Poder Judiciário e MPT recomendam que parte da frota de ônibus circule em Feira de Santana.

Poder Judiciário e MPT recomendam que parte da frota de ônibus circule em Feira de Santana.

O Tribunal Regional do Trabalho – 5ª Região, concedeu liminar às empresas que operam o transporte público em Feira de Santana determinando que o Sindicato dos Rodoviários mantenha no mínimo 30% da frota de ônibus circulando no município nesta sexta-feira (11/11/2016), quando se anuncia uma paralisação da categoria. A decisão é da desembargadora Maria Adna Aguiar, presidente do Tribunal:

“Concedo a liminar, parcialmente, determinando a manutenção em atividade, a partir da eclosão da paralisação até o término desta, de no mínimo 30% na operação dos serviços de transportes das rotas de coletivos, em todos os horários, sob responsabilidade comum das partes, ficando cominada multa diária de 10 mil reais para o caso de descumprimento desta decisão por parte do Sindicato requerido, assim como caso ocorra oposição de dificuldades injustificadas”.

MPT recomenda funcionamento de parte da frota de ônibus nesta sexta

Um percentual da frota do transporte coletivo urbano de Feira de Santana que garanta o deslocamento dos usuários deverá funcionar nesta sexta-feira (11/11/2016), caso seja confirmada a paralisação anunciada, em protesto contra a Proposta de Emenda à Constituição – PEC 55/2016. Segundo a Associação Comercial e Empresarial de Feira de Santana (ACEFS), a recomendação é do Ministério Público do Trabalho (MPT), que realizou reunião de mediação com entidades representativas do comércio e dos trabalhadores, na tarde de hoje. O Sindicato dos Rodoviários não compareceu.

A reunião foi resultado de denúncia formalizada pelas lideranças empresariais pela manhã, para garantir o deslocamento dos trabalhadores e, consequentemente, evitar o fechamento do comércio.
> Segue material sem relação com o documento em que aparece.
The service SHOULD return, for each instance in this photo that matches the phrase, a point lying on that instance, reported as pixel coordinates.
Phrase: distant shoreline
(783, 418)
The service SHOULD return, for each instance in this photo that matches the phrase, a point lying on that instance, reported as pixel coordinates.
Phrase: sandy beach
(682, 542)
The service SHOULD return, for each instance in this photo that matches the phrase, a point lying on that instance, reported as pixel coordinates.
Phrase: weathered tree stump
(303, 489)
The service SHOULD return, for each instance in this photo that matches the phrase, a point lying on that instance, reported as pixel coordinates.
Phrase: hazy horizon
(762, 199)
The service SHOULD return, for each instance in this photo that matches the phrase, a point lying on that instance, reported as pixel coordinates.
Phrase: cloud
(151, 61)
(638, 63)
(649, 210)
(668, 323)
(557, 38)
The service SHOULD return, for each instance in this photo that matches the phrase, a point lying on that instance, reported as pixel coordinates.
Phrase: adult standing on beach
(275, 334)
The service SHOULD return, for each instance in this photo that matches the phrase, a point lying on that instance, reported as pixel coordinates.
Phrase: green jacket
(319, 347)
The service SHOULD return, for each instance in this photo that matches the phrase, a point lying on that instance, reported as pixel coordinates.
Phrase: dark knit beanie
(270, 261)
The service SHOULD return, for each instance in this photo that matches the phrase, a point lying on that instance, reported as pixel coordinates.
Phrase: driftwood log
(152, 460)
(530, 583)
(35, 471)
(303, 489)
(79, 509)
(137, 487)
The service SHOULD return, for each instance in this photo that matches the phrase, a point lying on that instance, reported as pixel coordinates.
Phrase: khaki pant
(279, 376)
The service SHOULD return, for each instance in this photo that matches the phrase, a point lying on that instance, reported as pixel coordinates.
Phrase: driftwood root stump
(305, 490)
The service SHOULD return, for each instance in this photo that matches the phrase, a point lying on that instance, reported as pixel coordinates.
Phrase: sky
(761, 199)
De acordo com o presidente da Acefs, Marcelo Alexandrino, o principal argumento apresentado foi que o momento é de crise, o que implica na necessidade de mais produção e não paralisação.

Além de Marcelo Alexandrino, participaram da reunião de mediação no MPT o presidente do Sindicato do Comércio de Feira de Santana (SICOMFS) José Carlos Morais Lima, o diretor da Câmara de Dirigentes Lojistas (CDL) Alfredo Müller Falcão, o presidente do Sindicato dos Comerciários Délcio Mendes Barbosa e o secretário municipal de Transporte e Trânsito Pedro Nascimento Boaventura.